Beworben hatten sich die Schwestern gemeinsam, der Wunsch zu gewinnen, war bei Nina aber deutlich stärker als bei ihrer Schwester. „Jana wollte von vorneherein Kirschenprinzessin werden und weinte dann vor Freude, als ich gewann“, erinnert sie sich gerührt. Das kommende Jahr werden die beiden zusammen mit dem Rest des Hofstabs Witzenhausen als Kirschenstadt in ganz Deutschland präsentieren.
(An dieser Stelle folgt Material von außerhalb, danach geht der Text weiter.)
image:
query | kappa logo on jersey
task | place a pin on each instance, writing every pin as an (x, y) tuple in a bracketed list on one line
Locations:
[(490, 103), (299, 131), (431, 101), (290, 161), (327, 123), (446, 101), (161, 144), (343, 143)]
Auf nichts freuen sie sich mehr.

MARGARETE LEISSA / JWE

Kirschsteinspucken: Die Champions

Die vermeintlichen Favoriten auf den Titel „Deutscher Meister im Kirschsteinspucken“ der Männer waren während der Witzenhäuser Kesperkirmes doch recht nervös. Andre Euler dagegen wirkte sehr ruhig – und wurde dafür belohnt. Mit einer Spuckweite von 19,89 Metern wurde er Deutscher Meister beim traditionellen Kirschsteinspucken. Melanie Heczko siegte bei den Frauen mit 13,74 Metern und Jaschka Nicol bei der Jugend (bis 15 Jahre) mit 15,21 Metern. Die Kirschenkönigin Nina II. kam mit 13,58 Metern auf den zweiten Platz.